WARNING Affiliate Key doesn't provide account safety

[zpjet]

Be careful when switching your iPad from test to production - and make sure you removed (or never stored) the test account credentials from the device's keychain.

Our iPad had connectivity issues, and the app got logged out. It could also be that the receptionist tried to solve the connection by logging out and back in.

But because the production was protected by 2FA, he tried another stored credentials - and they worked, which made him happy as he could accept the payment, or he thought so.

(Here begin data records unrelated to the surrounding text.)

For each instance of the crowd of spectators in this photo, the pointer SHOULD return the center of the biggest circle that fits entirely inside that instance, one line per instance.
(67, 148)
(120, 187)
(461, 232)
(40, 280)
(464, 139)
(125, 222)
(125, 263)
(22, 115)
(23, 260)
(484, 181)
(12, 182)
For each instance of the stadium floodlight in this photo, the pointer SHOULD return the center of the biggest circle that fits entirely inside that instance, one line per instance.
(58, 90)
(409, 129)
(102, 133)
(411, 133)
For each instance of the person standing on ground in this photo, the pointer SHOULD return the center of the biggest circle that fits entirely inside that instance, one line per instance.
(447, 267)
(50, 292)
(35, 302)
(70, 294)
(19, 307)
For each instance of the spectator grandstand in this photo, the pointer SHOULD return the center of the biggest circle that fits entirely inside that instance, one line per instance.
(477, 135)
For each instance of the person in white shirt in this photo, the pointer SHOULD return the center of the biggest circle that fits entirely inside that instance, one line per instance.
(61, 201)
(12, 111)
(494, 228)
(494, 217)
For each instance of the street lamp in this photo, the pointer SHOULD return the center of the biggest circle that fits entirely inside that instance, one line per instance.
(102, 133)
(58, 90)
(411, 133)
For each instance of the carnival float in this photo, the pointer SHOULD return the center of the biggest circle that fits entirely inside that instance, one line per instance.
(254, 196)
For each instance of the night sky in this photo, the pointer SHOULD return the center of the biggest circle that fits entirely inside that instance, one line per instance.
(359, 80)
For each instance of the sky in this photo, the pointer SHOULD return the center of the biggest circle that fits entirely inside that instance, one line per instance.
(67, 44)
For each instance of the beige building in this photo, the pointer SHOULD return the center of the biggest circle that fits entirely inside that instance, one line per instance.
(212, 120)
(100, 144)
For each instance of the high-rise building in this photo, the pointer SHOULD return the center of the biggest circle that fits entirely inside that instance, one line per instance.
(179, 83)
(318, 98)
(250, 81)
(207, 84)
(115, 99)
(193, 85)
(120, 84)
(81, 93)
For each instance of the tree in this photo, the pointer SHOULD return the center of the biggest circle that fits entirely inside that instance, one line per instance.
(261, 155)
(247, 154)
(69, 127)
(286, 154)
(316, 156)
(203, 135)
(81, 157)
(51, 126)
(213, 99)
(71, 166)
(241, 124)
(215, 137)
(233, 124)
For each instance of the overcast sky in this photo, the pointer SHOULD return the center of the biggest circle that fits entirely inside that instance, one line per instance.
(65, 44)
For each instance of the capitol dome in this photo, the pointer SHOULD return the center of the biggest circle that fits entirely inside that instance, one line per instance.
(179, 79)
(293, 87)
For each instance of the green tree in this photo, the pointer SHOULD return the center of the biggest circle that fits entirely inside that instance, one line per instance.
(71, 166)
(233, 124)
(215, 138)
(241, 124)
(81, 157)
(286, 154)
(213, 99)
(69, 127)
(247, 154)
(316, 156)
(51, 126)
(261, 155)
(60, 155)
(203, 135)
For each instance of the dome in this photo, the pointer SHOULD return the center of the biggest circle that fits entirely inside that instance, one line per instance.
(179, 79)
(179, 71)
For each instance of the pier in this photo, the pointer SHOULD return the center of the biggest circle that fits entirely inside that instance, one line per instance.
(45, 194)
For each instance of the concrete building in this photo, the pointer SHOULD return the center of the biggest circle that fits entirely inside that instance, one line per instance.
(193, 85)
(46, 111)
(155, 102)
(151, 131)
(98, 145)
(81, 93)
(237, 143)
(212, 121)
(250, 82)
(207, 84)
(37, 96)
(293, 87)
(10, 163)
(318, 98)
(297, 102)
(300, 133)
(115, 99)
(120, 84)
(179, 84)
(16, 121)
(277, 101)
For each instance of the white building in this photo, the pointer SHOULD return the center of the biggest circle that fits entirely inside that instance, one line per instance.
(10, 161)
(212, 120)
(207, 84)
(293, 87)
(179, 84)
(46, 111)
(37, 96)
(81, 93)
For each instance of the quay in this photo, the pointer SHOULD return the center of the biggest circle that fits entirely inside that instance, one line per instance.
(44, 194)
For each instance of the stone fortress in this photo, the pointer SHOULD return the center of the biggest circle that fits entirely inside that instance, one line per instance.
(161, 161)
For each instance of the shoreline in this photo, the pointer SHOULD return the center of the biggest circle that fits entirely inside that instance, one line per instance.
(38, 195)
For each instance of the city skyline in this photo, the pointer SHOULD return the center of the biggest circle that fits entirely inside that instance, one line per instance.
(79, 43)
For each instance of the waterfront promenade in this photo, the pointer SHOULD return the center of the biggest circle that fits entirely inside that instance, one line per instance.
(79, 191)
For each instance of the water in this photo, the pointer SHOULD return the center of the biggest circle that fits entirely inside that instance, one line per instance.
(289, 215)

We only realised this 42 payments and £8,500 later that we're "receiving" money to test account - so all integration worked, invoices were issued, emails sent, but customers' cards were not charged.

I would never think this is the case because I had one AK for test, and another for production.

I didn't even think of the test account as I assumed the payment link - which includes the AK - would fail to open the app and do the payment request on the Air reader.

I hope the developers will think about a way how to securely match the payment link and application. I believe the loss of money we’re potentially facing (or amount of extra work) was so easily avoided if the app logged into

• test account worked with test AK link only, and
• production account worked with production AK link only.

Regards,
Josef

PS: Yes, if you use your own app, you may use app_id, but in our case, we use Safari and web app where the app_id is always com.sumup.appswitch as discussed here.